Data astronomisc yang
pasti sama dimiliki semua ormas Islam, tanpa ada perbedaan data menyebutkan
bahwa ijtima' (fase akhir-awl bulan) akhir Sya'ban terjadi pada hari Senin, 8
Juli 2013 M, jam 14.14 wib. Tinggi hilal (bulan sabit tipis) di Pelabuhan Ratu
pada waktu Maghrib 0° 45' 58" degan jarak sudut bulan-matahari 4° 34'
24". Bisa dipastikan hilal tidak mungkin terlihat/terrukyat pada malam itu
(data astrinomis termutakhir membuktikan bahwa hilal hanya mungkin terlihat
jika ketinggiannya minimal 4°. Di bawah 4°. Di bawah 4° tidak mungkin
terlihat). Maka dari itu, malam itu dan besoknya, tanggal 9 Juli 2013 M, tidak
mungkin ditetapkan seagai tanggal 1 Ramadlan. Sebab berdasar hadits Nabi saw,
jika hilal tidak terrukyat pada maghrib malam itu, maka malam dan keesokan
harinya harus ditetapkan sebagai tanggal 30 Sya'ban. Itu berarti keesokan
harinya, tanggal 9 Juli 2013, baru tanggal 30 Sya'ban. Dan tanggal 1 Ramadlan
baru masuk pada tanggal 10 Juli 2013 M yaitu bertepatan pada hari Rabu.
Petunjuk Nabi saw dalam
Menetapkan Awal Shaum Ramadlan
Semua hadits tentang
penentuan awal Ramadlan mensyaratkan "melihat hilal" sebagai
penentuan awal Ramadlan. Jika hilal tidak terlihat, atau diragukan, termasuk
diperdebatkan, maka hitungan Sya'ban harus digenapkan menjadi 30 hari. Sehingga
malam sesudah 29 Sya'ban jangan ditetapkan 30 Sya'ban . Baru keesokan harinya
lagi, sesudah 30 Sya'ban, bisa ditetapkan 1 Ramadlan. Hadits-hadits yang
dimaksud adalah:
لاتصوموا حتى ترواالهلال ولا تفطروا حتى تروه فإن غم عليكم
فاقدروله
Janganlah kalian shaum
sehingga melihat hilal. Jangan juga kalian berbuka (memulai 'Idul-Fithri)

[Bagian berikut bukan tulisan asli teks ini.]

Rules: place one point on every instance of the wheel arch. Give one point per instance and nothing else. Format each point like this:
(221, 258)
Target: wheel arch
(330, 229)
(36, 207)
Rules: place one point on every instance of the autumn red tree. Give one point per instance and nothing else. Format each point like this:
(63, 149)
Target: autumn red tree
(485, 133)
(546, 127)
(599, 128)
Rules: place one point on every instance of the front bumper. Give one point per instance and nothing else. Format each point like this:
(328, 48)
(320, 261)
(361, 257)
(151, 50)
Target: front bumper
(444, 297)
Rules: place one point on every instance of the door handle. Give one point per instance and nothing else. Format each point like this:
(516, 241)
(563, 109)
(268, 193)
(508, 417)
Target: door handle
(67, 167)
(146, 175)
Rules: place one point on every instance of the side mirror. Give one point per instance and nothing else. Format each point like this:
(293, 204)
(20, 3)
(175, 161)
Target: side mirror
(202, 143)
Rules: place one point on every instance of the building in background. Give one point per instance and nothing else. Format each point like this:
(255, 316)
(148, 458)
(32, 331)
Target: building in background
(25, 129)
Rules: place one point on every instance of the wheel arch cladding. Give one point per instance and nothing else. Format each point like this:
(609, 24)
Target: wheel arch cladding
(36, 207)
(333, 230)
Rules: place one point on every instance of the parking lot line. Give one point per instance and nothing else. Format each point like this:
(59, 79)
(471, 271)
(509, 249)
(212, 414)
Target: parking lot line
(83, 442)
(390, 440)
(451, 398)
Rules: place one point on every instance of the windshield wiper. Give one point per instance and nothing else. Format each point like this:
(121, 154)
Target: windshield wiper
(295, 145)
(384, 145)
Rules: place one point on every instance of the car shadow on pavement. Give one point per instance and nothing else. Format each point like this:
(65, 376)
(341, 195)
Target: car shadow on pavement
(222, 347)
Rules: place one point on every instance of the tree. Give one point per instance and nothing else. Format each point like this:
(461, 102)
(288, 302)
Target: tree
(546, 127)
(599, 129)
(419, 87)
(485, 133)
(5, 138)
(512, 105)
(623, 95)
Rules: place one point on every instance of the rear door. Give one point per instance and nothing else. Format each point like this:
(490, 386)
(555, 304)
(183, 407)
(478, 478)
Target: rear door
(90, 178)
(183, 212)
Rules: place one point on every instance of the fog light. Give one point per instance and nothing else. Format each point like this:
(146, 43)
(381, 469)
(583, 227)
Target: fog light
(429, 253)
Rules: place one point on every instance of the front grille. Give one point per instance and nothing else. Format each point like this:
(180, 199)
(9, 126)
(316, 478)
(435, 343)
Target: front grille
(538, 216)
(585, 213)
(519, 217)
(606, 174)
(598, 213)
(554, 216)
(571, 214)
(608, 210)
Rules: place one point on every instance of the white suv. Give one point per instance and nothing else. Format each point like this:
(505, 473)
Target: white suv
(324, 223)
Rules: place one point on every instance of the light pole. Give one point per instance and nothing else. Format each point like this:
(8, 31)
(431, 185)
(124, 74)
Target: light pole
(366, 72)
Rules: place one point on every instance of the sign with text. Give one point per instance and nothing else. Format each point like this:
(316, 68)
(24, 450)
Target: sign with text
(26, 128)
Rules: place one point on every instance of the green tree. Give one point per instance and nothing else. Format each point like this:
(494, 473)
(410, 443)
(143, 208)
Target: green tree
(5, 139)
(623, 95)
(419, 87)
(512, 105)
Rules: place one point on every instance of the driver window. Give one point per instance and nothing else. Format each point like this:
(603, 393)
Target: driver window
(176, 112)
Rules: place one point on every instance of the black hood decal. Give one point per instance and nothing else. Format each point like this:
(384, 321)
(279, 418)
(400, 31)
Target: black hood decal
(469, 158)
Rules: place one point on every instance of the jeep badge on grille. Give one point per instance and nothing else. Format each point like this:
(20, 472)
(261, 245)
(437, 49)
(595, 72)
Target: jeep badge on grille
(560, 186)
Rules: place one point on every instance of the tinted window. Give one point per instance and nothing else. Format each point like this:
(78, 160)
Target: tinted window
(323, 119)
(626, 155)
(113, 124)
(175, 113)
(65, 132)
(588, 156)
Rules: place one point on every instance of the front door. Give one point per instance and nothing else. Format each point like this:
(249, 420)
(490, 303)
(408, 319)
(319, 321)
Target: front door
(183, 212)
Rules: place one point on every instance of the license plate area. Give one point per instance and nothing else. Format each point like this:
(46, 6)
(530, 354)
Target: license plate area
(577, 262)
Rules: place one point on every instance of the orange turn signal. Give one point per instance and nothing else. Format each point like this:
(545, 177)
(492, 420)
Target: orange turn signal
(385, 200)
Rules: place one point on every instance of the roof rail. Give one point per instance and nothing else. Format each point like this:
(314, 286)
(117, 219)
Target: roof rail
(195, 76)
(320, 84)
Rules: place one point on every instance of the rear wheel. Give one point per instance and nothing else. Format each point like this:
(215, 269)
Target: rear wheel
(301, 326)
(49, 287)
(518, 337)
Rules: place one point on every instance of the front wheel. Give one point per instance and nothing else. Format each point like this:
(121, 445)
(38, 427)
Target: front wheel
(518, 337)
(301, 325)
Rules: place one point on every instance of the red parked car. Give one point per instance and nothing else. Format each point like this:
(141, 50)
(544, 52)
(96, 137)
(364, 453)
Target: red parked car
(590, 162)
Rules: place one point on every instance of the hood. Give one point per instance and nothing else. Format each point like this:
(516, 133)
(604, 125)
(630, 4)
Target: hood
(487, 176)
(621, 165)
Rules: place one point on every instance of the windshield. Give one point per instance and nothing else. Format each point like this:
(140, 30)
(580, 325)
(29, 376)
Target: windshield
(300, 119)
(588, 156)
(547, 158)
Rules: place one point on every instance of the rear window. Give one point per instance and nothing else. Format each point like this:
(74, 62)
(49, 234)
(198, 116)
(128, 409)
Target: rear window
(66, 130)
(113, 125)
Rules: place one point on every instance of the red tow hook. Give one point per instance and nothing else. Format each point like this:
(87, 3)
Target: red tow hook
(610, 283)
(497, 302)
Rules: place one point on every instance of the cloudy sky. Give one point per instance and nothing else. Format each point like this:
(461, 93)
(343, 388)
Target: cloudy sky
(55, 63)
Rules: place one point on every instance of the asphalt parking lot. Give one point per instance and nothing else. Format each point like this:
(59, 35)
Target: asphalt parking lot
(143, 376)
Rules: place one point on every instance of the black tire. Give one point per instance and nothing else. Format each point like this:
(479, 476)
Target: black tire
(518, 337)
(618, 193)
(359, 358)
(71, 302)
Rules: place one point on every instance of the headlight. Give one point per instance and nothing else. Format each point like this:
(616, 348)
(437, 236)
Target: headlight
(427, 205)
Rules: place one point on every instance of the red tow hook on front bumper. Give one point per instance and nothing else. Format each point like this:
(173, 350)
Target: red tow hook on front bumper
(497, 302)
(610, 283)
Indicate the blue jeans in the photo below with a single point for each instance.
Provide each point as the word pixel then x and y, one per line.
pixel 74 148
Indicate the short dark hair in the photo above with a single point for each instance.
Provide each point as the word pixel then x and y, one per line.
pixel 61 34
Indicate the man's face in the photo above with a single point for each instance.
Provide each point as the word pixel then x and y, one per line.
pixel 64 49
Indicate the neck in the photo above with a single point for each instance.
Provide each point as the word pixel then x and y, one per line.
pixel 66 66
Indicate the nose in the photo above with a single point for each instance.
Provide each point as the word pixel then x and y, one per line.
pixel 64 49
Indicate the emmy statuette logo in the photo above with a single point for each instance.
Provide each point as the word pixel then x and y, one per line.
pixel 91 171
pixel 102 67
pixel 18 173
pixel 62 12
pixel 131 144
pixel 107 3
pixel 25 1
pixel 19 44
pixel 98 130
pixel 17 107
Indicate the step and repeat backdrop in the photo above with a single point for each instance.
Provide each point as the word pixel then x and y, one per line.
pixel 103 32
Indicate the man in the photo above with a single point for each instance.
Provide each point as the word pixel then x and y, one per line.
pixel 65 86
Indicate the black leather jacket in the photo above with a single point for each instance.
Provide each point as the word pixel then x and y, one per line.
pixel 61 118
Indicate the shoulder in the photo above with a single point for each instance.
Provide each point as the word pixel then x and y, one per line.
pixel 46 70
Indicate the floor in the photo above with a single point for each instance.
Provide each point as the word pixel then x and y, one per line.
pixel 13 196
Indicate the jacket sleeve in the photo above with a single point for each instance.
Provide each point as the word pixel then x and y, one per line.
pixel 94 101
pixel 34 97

sehingga kalian melihat hilal. Jika teralang, maka sempurnakanlah bilangn
tersebut [Shahih al-Bukhari kitab as-shaum bab qaulin-Nabi saw idza
ra`aitumul-hilal fa shaumu wa idza ra`aitumuhu fa afthiru no. 1906]
صوموا لرؤيته وأفطروالرؤيته فإن غبي عليكم فأكملوا عدة شعبان
ثلاثين
Shaumlah kalian karena
melihat hilal, dan berbukalah ('Idul-Fithri) karena melihat hilal. Jika
terhalang, sempurnakanlah bilangan Sya'ban menjadi 30 hari [Shahih al-Bukhari
kitab as-shaum bab qaulin-Nabi saw idza ra`aitumul-hilal fa shumu wa idza
ra`itumuhu fa afthiru no. 1909]
Dari hadits-hadits di atas
dapat disimak secara seksama, tidak ada petunjuk sama sekali dari Nabi saw
bahwa awal Ramadlan diukurkan pada bulan yang sudah melebihi ijtima' meski
belum terlihat (wujudul-hilal). Dari hadits-hadits di atas, jelas Nabi saw
sebutkan bahwa awal shaum Ramadlan itu diukurkan pada hilal yang
"terrukyat". Istilah ru'yat dalam bahasa 'Arab artinya "terlihat
dengan mata". Bukan diketahui ada meski belum terlihat. Kalau hanya
diketahui ada meski belum terlihat, bahasa 'Arabnya "ra'yun", dan
tidak ada satu pun dalil yang memerintahkan penentuan awal shaum Ramadlan
berdasarkan hilal yang "ter-ra`yu", semua menyebut
"ter-ru`yat".
Larangan Shaum Mendahului
Ramadlan
Maka dari itu Nabi saw
bersabda:
لايتقدمن أحدكم رمضان بصون يوم أو يومين إلا أن يكون رجل كان
يصوم صومه فليصم ذلك اليوم
Janganlah salah seorang di
antara kalian sengaja mendahului bulan Ramadlan dengan shaum satu hari atau dua
hari, kecuali seseorang yang sedang shaum satu shaum (yang biasa/harus
dilakukannya), hendaklah ia tetap shaum pada hari itu [Shahih al-Bukhari kitab
as-shaum bab la yataqaddam Ramadlan bi shaum yaum wala yaumain no. 1914]
Menurut al-Hafizh Ibn
Hajar, tidak mustahil ada orang yang terlalu ihtiyath (berhati-hati) karena
takut sudah masuk Ramadlan, maka ia shaum sehari atau dua hari sebelumnya.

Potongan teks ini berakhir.